I was not attending church on a regular basis as these awakenings were happening. I resented the treatment I’d received as I tried to separate from my ex, and realizing the legalism I’d been living under was a shock to me. I was repulsed. I felt like I needed to deprogram and distance myself from church. I didn’t trust anyone to be teaching me truth. I was wounded and resentful. I just prayed and read and conversed about my beliefs and convictions as I felt like it, and it felt good and healthy to approach it that way. I was being gentle with myself, and following my heart.
My faith didn’t waver through the 10 months that I ended up being forced to live in the same house with my ex. I went through periods of panic, deep depression, massive rage, and hopelessness. I knew that God would help me find a way out, and I was and continue to be confident that separation and divorce are the right thing for me to do. I prayed, I read the Bible less, I continued to not attend church regularly. I listened to positive, and occasionally Christian, music. I know that when I don’t feel close to God, that the Bible says that he inhabits the praises of his people. When I sing, even if I’m not into the words, and not praying them as worship, I believe and am comforted by the fact that I can be sure he is there.
I began attending a church regularly a month ago. It’s a non denominational Christian church, it’s huge, it has an amazing music and video worship experience. It’s not reverent like the Catholic church. It’s not brain fatiguing to listen to the sermon. It’s good preaching, it’s solid Biblical principles and applicable illustration and application. It’s not watered down to be more acceptable to the large numbers of people who attend. It feels real, and good, and safe. It makes me feel hopeful. I’m not afraid of starting out authentic, I’m not afraid of testing out the boundaries I have made around myself and my heart while I’ve been through the last several years. I’m ready to invite more real people into my life, and my kids’ lives. I know I won’t be condemned for my choice to divorce, or for admitting that I struggle with depression and anxiety. I’m finding comfort in my faith again. I’m being real. I’m opening up and inviting intimacy into my heart from God and from other people in a church. I’m excited about being who I am in new environment, and getting to know people authentically from the start.

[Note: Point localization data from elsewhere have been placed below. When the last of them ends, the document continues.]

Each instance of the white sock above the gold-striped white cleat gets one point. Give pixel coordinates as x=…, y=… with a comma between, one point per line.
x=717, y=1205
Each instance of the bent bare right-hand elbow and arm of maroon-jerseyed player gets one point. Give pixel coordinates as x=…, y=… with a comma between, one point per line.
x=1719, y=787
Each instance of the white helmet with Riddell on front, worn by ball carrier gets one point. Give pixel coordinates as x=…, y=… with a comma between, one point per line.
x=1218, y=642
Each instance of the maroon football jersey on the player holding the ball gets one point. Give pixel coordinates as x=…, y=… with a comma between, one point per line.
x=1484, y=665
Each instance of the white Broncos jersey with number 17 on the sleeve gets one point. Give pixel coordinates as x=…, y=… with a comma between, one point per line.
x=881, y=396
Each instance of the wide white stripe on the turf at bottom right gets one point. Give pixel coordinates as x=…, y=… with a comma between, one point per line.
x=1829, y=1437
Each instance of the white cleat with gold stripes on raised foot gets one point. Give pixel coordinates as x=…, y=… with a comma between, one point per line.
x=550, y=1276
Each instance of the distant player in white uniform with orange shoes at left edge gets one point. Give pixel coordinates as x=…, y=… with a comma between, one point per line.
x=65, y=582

My faith is a constant. It’s an anchor. It makes me feel like there’s a place I can find shelter, and where I will never be turned away for being who I am. I believe God made me the way he did because he wanted me to be this way and relate to people the way I do. I use what I’ve endured and seen as a way to connect to people who are in pain. I’m not ashamed of my past, or of who I am. And that comes from my lifelong faith, and the certainty of my own worth, deep inside my heart.